Le rôle des ressources alternatives est de déterminer ce rôle dans l'application de la politique, de reconnaître aussi légalement le rôle de ces ressources alternatives, ce qui Implique aussi que l'on prévoit les moyens et les outils nécessaires d'intervention qui puissent garantir l'autonomie complète de ces groupes.

Le partenariat, en fait, pour nous, ce serait définir des règles claires et uniformes et pour toute la province, pour permettre aux ressources de participer au développement des services en santé mentale dans les municipalités et pour établir un équilibre entre les besoins de la population, des usagers, des organismes communautaires et des institutions en place.

Partenariat à part entière. La présente politique détermine clairement les responsabilités de l'État dans le partenariat.

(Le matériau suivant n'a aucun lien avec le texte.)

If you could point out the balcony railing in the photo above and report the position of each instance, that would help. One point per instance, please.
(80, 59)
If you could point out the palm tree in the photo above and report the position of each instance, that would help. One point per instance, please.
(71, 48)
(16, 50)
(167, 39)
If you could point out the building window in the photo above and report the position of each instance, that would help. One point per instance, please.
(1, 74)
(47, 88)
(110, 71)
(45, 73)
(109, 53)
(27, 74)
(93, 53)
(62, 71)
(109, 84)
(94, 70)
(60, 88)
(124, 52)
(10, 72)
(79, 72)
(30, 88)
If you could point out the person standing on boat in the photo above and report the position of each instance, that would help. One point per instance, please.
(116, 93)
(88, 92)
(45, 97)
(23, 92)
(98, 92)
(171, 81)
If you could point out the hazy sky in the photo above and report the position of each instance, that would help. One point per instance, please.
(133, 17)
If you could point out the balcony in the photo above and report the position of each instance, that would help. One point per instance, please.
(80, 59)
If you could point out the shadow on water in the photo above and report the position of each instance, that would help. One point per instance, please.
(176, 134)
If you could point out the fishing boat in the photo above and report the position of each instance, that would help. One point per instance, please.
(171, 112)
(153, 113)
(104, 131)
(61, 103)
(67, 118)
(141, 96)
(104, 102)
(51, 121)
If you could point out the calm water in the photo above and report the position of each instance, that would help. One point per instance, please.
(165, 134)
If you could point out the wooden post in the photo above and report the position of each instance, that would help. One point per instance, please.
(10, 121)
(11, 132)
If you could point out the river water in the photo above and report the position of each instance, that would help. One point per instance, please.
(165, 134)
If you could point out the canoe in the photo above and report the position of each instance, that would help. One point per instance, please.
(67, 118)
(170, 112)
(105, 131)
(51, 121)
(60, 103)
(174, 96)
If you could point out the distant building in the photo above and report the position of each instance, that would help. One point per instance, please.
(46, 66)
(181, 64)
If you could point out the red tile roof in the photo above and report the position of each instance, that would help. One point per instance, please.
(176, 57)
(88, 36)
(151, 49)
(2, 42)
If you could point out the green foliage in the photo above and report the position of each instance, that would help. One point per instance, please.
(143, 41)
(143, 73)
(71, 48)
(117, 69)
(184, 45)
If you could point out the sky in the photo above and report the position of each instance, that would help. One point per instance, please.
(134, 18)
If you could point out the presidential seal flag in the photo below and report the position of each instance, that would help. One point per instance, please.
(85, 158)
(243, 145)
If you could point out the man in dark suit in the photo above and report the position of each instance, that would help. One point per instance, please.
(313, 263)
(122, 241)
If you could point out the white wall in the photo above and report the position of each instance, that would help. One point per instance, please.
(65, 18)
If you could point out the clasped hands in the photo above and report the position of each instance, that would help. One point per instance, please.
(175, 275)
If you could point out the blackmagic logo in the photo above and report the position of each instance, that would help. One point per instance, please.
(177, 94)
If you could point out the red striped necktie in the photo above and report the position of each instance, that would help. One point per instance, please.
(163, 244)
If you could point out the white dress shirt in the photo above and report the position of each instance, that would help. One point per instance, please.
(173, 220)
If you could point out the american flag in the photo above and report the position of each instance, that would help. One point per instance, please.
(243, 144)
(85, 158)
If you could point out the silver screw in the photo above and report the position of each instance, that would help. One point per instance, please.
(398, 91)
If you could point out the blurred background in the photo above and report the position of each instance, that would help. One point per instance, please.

II faudrait que le rôle de l'État soit clair en ce sens-là et l'organisation des services faite selon les besoins de la communauté en tenant compte des disparités existantes et que les ressources alternatives, qu'on considère très importantes, soient associées à part entière à l'organisation des services On a suggéré aussi un modèle pour favoriser la promotion de la santé mentale dans une municipalité. On a pensé à un comité multipartite composé de représentants des ressources alterna- tives, de comités de citoyens représentant la population, les commerçants, le CLSC, le CSS, les institutions et services connexes et les usagers et usagères.

Que le financement soit assuré par le ministère lui-même. Le mandat serait d'évaluer les besoins identifiés par chacun des représentants, de trouver des solutions, de fixer les priorités et de s'assurer de la disponibilité de la gamme des services prévus par la politique.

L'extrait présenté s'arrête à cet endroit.